B. Numerical Simulation Framework
A numerical simulation framework (Fig 1a) was developed based on previously described FEM simulation methods [19], [25], [26] to validate the derived analytical model in (7). Transducer design and relevant imaging parameters were selected and the intensity field was calculated using FIELD II [30]. Since intensity is proportional to the acoustic radiation force [31], [32], FIELD II results provided the body force input parameters for the FEM (COMSOL Multiphysics, COMSOL Inc. Burlington MA) simulations. FEM simulations were performed using a 50 mm × 50 mm × 50 mm block and a free tetrahedral mesh. Mesh element size was optimized to adequately sample displacement while minimizing the total number of elements. A maximum element size of 0.5 mm was used in regions where displacement estimates were extracted. To mimic human tissue using linear elastic assumptions, a Poisson’s ratio (ν) of 0.49 [1] was used. Three-dimensional displacement fields were calculated from FEM simulations using a linear GMRES (generalized minimal residual) iterative solver [33] and a geometric multigrid preconditioner [34]. The displacement results were then imported into MATLAB and scaled to achieve the desired peak displacement value. FEM simulations were conducted using static analysis where displacement fields represented immediate deformation responses to an impulsive acoustic radiation force. This time point is of greatest interest in ARFI imaging as images are typically formed using the maximum displacement parameter. Additionally, it is this time point where the proposed 1.5D array is anticipated to make the greatest contribution as later time points yield less differential motion decorrelation due to lower displacements and shear wave propagation [19]. Using these FEM methods, the mechanical coupling effects were incorporated into the proposed analytical model, DX and DY described above, by measuring the lateral FWHM displacement at the focus.
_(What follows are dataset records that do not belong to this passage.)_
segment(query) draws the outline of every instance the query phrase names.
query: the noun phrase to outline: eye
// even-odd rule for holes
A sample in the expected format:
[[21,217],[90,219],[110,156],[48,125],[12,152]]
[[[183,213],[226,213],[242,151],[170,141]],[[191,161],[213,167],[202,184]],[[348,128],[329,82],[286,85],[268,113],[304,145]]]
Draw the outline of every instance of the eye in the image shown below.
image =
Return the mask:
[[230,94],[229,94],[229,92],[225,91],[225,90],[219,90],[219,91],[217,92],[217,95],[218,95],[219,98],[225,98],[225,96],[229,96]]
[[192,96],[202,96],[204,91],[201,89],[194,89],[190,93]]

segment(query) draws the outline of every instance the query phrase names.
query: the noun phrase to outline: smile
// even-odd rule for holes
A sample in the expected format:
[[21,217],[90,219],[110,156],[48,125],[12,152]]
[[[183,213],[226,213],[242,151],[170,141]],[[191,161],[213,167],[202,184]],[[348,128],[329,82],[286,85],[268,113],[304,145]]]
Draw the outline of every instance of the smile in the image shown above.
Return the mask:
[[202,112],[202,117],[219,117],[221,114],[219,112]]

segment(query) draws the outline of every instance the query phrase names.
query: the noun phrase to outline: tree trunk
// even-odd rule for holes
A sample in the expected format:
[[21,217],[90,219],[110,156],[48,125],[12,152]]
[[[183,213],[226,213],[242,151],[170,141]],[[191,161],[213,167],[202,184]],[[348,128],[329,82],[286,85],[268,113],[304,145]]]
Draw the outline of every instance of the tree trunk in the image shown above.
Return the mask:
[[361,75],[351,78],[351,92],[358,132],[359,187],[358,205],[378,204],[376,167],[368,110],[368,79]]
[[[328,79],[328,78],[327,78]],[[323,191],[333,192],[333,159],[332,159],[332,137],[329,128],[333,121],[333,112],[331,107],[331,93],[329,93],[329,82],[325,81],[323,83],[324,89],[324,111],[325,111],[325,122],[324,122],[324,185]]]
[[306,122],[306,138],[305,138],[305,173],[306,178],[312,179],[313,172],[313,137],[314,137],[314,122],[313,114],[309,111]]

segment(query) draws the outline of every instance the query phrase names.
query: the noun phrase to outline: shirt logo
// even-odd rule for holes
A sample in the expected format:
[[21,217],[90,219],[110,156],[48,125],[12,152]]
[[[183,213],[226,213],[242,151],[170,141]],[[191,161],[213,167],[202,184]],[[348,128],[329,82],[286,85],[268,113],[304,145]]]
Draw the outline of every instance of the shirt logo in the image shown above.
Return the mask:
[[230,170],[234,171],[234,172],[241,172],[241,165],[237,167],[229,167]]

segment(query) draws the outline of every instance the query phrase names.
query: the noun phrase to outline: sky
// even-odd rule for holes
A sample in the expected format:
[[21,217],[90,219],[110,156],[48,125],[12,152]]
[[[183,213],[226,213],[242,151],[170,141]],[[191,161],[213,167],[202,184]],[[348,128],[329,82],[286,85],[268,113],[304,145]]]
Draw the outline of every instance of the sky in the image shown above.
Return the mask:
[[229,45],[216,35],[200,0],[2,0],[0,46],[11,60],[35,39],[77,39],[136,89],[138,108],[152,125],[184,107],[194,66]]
Received echo data from the proposed transducer array were simulated by first building a 20 mm × 40 mm × 25 mm volume comprising 2.5 × 105 uniformly distributed point scatterers with Gaussian distributed amplitudes. Reference, pre-motion, echoes were calculated using the FIELD II function calc_scat. A second echo, representing received echo data from the ARFI “tracking” pulse, was then simulated by displacing scatterers according to the FEM displacement field results and then repeating the calc_scat computation. Electronic noise was modeled as additive Gaussian white noise. Displacements were calculated using the Loupas autocorrelation method [35] and a sliding window length of 1.5 periods of the tracking center frequency.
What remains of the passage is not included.